Salta el Bogotá es la expresión que utiliza el artista Lázaro María Girón al referirse al río en este punto de su cauce. En el Tequendama, las aguas del río se desprenden por el abismo y chocan contra las piedras, 157 metros más abajo, dando inicio a la cuenca baja. Los viajeros del siglo XIX describen la caída como una mole, una masa, un trueno, un alud desprendido. En efecto, aquí el Bogotá parece desplegar toda su fuerza, la misma que trae en la memoria desde su nacimiento, pero también aquella capaz de anticipar la vitalidad que adquiere tras la caída. El viajero José María Gutiérrez de Alba decía que en el Salto el aspecto del río pasaba a ser más el de un río de leche que de agua.
En las mediciones recientes que se han hecho de la calidad del agua en la parte baja del Salto, el nivel de oxígeno disuelto llega a saturación, lo que significa que el río tiene los pulmones llenos de aire. La caída oxigena sus aguas y el río, de diferentes maneras, renace. Con más oxígeno, el río se autodepura. Asimismo, a partir de este punto que quiebra radicalmente su flujo, el río comienza a recibir las aguas de la cuenca baja, las cuales provienen de afluentes en su mayoría limpios. La densidad poblacional de esta parte de la cuenca es menor que la de las montañas del altiplano, lo que aligera la presión sobre el río y permite que su pulso se mantenga fuerte hasta su desembocadura.

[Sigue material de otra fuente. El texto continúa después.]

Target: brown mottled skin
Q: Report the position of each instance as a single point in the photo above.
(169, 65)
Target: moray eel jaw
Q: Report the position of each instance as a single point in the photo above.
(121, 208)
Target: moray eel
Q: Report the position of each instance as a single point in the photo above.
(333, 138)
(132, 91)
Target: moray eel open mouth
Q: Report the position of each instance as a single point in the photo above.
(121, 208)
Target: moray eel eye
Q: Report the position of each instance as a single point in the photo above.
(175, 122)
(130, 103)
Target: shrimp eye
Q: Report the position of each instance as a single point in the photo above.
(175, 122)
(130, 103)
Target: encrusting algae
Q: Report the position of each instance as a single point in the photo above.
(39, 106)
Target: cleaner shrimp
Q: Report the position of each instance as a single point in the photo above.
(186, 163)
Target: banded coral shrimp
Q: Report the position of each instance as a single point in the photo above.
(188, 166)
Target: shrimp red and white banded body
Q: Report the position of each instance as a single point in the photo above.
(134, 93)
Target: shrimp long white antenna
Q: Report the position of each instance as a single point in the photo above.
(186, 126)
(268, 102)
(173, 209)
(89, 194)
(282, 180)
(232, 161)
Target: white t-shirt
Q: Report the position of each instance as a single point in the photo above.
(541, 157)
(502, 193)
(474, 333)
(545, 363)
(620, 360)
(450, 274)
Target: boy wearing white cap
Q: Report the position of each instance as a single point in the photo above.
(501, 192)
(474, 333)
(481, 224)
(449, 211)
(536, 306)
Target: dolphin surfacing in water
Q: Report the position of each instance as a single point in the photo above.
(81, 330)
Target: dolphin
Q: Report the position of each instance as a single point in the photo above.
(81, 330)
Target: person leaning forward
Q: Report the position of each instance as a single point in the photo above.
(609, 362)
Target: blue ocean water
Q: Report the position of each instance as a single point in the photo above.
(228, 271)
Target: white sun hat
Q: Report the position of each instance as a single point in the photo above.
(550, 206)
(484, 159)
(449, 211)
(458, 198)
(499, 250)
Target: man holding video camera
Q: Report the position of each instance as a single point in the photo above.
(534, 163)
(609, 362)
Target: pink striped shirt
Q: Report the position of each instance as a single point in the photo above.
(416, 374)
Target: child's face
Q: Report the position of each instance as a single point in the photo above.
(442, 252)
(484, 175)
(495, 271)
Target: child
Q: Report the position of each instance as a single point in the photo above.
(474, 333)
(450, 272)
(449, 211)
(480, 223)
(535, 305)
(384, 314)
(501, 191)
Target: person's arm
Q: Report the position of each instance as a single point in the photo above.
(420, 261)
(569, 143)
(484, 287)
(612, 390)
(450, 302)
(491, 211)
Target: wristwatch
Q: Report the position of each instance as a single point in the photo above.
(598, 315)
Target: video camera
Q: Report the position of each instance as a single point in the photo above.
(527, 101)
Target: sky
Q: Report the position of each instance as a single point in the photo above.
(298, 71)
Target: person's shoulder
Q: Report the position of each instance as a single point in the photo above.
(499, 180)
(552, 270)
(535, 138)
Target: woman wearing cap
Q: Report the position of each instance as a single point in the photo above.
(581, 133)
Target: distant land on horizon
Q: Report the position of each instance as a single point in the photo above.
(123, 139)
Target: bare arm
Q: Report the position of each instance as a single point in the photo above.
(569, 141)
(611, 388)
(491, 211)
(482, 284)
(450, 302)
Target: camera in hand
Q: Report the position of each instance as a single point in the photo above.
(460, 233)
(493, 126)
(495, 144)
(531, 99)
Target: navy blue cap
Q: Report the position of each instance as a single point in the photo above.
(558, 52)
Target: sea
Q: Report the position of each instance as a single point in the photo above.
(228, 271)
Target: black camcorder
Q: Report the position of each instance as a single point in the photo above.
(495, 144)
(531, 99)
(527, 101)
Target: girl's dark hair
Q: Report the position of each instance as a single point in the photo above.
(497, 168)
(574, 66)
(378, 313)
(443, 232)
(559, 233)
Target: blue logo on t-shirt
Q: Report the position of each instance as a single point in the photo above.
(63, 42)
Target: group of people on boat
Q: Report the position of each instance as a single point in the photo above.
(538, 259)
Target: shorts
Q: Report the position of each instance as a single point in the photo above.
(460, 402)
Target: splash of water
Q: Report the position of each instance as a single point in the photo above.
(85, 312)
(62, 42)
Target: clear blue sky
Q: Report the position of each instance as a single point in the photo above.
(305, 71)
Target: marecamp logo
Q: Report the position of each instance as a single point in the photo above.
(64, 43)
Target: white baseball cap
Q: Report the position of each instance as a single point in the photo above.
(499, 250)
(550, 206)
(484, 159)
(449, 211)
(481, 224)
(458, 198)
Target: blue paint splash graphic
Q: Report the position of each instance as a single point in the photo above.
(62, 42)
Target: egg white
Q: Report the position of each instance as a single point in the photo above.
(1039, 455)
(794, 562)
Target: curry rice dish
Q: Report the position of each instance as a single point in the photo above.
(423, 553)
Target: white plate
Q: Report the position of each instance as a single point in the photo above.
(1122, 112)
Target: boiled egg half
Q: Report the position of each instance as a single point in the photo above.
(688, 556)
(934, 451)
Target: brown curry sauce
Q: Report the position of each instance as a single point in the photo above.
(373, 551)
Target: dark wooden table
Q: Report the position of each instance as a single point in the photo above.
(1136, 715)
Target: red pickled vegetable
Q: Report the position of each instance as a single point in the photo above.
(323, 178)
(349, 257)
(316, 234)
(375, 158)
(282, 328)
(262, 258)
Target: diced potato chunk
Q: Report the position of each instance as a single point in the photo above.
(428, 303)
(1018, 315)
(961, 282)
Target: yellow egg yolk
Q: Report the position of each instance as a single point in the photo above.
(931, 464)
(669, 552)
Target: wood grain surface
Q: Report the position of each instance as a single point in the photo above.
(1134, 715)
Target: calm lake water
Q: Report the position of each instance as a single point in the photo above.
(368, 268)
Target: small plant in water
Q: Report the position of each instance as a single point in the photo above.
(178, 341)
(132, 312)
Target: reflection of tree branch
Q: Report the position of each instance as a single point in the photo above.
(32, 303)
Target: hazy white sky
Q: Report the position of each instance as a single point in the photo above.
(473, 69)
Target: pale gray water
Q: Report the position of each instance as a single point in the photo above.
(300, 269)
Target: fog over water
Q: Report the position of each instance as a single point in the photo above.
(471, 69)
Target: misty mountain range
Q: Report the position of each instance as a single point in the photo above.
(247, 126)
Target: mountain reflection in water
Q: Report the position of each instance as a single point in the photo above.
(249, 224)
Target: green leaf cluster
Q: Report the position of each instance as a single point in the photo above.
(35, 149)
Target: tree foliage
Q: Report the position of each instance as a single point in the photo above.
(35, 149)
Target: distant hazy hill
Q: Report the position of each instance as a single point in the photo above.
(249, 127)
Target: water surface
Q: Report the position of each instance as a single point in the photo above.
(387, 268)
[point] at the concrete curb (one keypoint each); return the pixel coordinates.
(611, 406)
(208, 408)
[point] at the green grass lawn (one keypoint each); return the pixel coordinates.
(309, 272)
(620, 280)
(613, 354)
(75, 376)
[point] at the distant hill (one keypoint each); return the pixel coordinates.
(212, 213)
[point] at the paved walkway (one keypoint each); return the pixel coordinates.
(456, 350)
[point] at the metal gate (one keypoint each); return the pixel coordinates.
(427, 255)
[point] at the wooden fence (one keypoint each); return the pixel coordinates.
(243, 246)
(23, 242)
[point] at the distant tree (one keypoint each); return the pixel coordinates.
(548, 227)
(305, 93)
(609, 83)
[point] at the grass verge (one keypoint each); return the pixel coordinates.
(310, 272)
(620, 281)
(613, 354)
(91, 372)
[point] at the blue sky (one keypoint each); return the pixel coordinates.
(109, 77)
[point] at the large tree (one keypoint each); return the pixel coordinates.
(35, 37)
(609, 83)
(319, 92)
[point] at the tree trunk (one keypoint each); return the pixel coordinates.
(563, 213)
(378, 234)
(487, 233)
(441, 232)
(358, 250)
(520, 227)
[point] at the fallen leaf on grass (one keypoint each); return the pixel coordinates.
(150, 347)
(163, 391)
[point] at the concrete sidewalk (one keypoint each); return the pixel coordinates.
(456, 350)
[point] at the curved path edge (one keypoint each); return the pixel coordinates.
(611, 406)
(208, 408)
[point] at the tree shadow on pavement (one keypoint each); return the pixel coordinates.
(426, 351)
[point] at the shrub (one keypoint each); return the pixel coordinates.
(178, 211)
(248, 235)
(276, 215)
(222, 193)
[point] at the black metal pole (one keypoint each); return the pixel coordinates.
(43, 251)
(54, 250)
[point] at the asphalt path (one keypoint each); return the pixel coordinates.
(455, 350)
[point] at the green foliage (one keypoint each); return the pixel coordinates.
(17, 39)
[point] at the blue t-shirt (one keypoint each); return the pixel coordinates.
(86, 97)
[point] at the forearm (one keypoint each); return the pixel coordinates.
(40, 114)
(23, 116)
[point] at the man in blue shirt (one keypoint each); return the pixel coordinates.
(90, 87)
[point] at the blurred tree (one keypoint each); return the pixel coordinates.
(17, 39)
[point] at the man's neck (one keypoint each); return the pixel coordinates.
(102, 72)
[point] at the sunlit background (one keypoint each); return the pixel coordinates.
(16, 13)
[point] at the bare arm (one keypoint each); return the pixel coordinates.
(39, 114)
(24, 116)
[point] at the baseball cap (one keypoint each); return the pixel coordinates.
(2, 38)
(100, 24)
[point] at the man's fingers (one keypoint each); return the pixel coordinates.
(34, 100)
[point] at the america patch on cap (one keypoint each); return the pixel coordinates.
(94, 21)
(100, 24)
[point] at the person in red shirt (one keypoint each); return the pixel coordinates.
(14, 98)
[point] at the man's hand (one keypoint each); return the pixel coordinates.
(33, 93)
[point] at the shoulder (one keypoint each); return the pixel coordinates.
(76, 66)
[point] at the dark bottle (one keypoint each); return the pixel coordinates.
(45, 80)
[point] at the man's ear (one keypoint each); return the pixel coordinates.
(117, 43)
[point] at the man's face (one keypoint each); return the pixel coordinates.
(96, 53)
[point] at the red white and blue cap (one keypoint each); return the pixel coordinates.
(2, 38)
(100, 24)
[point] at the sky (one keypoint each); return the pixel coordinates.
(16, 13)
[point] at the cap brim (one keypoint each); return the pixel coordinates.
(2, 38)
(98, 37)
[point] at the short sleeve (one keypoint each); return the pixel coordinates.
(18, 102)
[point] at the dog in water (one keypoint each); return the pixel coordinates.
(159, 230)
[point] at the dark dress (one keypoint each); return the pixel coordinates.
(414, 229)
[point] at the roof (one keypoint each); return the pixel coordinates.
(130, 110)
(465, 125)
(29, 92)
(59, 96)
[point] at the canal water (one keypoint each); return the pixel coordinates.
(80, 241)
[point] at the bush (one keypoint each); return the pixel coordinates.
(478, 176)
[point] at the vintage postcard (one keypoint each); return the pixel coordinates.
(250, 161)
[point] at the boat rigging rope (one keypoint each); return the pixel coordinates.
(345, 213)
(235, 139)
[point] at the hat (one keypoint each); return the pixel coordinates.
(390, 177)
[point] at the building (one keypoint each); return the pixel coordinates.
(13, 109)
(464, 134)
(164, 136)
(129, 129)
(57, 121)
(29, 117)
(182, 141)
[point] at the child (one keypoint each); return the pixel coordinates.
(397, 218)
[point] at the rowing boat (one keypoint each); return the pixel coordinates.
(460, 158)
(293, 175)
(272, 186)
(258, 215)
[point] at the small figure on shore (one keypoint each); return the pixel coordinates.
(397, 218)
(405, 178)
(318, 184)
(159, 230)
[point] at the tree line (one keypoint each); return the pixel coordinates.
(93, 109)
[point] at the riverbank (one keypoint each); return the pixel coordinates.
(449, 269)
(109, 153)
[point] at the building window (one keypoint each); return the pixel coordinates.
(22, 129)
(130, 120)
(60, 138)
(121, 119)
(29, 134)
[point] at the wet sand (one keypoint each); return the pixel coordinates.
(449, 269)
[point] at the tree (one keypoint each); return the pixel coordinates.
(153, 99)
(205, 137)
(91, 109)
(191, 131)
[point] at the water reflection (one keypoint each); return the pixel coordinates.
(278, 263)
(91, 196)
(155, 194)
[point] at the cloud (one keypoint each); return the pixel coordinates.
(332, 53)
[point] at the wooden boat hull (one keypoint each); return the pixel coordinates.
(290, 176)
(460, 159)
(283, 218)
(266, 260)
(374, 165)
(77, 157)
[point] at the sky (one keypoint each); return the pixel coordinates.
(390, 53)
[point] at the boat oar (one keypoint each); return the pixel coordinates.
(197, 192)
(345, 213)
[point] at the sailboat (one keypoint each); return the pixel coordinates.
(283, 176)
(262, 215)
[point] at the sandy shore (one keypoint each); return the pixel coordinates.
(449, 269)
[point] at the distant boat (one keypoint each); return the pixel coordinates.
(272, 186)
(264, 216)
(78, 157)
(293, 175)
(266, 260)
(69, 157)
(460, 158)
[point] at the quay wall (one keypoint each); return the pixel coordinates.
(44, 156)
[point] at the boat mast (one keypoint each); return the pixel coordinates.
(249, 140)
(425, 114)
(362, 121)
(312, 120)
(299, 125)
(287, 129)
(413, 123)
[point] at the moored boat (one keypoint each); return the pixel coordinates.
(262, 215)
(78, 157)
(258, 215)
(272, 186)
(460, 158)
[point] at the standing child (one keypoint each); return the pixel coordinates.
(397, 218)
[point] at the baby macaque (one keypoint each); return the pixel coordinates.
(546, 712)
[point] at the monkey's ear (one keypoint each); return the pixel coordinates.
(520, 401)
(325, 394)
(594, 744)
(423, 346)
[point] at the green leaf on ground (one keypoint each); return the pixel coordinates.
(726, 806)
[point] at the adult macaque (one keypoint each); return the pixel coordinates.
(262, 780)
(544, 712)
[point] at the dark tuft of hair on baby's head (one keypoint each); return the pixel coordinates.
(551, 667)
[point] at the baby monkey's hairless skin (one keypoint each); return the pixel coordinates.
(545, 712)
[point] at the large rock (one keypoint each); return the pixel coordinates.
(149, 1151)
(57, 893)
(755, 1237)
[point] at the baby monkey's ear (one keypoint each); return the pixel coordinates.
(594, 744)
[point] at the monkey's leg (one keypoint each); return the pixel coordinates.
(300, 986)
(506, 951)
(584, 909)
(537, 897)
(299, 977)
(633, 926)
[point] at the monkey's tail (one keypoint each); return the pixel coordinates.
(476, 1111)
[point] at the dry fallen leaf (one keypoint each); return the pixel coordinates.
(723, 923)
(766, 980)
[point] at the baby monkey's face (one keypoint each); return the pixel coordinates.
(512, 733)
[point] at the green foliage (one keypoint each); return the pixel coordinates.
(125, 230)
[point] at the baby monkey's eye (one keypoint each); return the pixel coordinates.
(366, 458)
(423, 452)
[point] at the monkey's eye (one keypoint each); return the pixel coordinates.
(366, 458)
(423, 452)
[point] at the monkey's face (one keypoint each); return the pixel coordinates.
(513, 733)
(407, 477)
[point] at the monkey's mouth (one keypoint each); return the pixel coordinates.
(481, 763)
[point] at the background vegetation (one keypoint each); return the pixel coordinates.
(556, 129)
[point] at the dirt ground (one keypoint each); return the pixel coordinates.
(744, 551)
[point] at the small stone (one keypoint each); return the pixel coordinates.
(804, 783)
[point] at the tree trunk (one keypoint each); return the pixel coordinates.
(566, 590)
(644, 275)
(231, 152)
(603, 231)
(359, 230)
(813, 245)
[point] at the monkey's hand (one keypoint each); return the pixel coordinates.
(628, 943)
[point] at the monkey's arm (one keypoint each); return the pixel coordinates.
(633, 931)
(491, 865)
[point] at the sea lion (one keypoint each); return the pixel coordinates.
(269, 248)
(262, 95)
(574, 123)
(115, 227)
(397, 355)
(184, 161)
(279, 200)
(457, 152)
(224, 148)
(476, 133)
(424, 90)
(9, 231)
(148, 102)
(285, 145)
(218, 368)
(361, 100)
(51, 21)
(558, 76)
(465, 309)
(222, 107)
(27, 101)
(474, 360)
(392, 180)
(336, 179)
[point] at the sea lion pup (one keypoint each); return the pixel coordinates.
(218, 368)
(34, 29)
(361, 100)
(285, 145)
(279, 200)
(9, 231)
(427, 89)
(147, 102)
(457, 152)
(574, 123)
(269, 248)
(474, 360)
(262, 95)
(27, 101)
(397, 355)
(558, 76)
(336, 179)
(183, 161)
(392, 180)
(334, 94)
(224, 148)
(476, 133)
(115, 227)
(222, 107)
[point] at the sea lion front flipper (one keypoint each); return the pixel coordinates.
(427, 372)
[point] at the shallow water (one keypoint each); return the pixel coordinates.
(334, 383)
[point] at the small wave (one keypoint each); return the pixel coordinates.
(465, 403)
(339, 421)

Lo anterior no es insignificante. La desembocadura de un río es su segundo nacimiento. Así como en el páramo de Guacheneque el río nace de la lluvia que proviene de la cuenca del Orinoco y se choca contra la Cordillera Oriental, en el Salto del Tequendama el río se nutre del vapor de agua que se eleva desde el valle del Magdalena, donde desemboca, y se estrella contra el Escarpe Occidental de la sabana. Humboldt anotó: “Yo creo que no existe una caída de agua de esta altura por donde se precipite tanta agua y en la que se evapore tanta…uno ve el agua desaparecer en el aire”.